Critics of Bill 47 have argued that rolling back this change permits discrimination on the basis of employment relationship, however employers have defended it, arguing it will help stimulate more hiring, particularly for seasonal and casual work. Employers will be able to hire workers to accommodate the needs of their business, at a rate commensurate with temporary or seasonal employment. There will be no requirement to match temporary or seasonal employee salaries and benefits to those of full-time employees of the employer.
Eliminates Notice for Schedule Changes
Bill 47 repeals some of the most onerous and costly components in Bill 148 for industries that use on-call or flexible schedule employees. It removes the right of workers to refuse shifts assigned with less than 96-hours notice, and eliminates the requirement for employers to provide three-hours pay for cancelling shifts on short notice. Employers will be able to continue to use on-call employees at no cost unless they attend work.
Reduces Personal Emergency Leave (“PEL”)
Bill 47 reduces the number of PEL days introduced under Bill 148 to up to three days for personal illness, two for bereavement and three for family responsibilities. Unlike Bill 148, all PEL days will be without pay. It also repeals the provision of Bill 148 that prohibits employers from requesting a medical note. Under Bill 47, employers have the right to require evidence of entitlement to leave that is reasonable in the circumstances (e.g., a medical note).
It is suspected that these changes will result in a reduction in the number of PEL days utilized by employees, with the hope of providing more certainty for employers in their scheduling and hiring practices.

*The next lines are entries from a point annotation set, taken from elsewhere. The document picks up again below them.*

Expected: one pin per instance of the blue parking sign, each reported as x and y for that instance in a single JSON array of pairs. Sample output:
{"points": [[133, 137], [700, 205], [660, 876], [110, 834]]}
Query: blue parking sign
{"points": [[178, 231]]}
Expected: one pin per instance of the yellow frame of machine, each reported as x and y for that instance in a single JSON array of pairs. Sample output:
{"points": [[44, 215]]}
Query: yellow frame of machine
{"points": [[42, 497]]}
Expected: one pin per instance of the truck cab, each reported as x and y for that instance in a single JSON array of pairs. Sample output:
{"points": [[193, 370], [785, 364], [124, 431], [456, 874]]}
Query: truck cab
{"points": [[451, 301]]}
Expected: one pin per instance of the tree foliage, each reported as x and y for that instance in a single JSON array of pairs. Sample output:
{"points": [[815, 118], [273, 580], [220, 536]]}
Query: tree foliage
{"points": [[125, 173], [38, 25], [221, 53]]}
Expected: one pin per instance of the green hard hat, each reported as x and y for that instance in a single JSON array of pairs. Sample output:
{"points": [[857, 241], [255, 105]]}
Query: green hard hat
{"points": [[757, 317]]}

However, the reduction of PEL days will also have an immediate impact on employee rights in the workplace as employers will have the ability to hold employee’s accountable for all PEL days they take. Failure to provide evidence of entitlement to a PEL day by an employee could result in discipline by their employer.
The Federal Government Moves in the Opposite Direction
Interestingly, in stark contrast to its provincial counterpart, the Federal Government recently announced new legislation aimed at expanding workers’ rights, including three PEL days, scheduling rights, and equal pay for part-time, temporary, and casual workers in relation to their full-time counterparts – all protections which Ontario’s PC Government moved to repeal in Bill 47.

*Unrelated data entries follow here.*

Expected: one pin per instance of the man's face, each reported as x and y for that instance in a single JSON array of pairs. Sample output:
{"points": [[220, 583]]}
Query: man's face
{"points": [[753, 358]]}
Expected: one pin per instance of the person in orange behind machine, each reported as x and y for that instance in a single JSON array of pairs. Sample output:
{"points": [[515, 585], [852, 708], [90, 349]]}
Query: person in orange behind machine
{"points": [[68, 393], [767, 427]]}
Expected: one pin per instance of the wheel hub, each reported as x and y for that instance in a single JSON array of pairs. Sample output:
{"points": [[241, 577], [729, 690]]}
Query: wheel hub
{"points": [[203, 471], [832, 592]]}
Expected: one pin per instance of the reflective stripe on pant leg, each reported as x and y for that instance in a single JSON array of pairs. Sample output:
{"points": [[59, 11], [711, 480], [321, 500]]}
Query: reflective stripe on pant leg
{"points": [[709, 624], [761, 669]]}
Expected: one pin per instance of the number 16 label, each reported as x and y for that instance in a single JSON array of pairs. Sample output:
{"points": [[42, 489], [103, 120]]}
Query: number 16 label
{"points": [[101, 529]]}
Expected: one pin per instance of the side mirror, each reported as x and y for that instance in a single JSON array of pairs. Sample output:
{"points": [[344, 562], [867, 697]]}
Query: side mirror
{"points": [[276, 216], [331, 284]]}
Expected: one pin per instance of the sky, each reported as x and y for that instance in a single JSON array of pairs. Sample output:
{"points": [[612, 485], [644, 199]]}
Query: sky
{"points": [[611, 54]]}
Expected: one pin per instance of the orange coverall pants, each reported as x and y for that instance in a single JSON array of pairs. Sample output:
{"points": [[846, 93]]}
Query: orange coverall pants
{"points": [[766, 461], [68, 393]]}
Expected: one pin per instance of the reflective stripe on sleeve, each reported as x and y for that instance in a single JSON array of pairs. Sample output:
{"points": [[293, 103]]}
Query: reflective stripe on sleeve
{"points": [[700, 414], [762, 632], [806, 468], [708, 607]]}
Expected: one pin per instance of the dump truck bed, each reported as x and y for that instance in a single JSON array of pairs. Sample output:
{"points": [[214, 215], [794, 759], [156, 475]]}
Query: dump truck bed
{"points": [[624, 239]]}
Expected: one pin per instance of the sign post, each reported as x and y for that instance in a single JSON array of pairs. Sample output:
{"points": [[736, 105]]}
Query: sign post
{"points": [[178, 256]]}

The newly announced updates to the Canada Labour Code will impact workers in federally-regulated sectors like airlines, telecommunications, trucking, and banks, whereas the majority of employees in Ontario rely on provincial employment laws for their rights on the job. In announcing the changes, federal employment Minister Patty Hajdu cited Bill 148 as the template for the federal changes, and criticized the PC Government, calling it “devastating to watch really fundamental protections be rolled back.”
What’s Next for Ontario Employers?
Unfortunately, there is no clear answer. There are indications that the PC Government is committed to further review of Ontario’s employment legislation to lessen the role of government in the employment relationship. Employers should expect additional changes to the ESA that will result in further de-regulation of Ontario’s employment laws. Therefore, employers are encouraged to closely monitor legislative sessions and media sound bites from the government for further indications about what is to come. With so much uncertainty on the horizon for Ontario employers, one thing is known: continue to expect, and prepare for, change.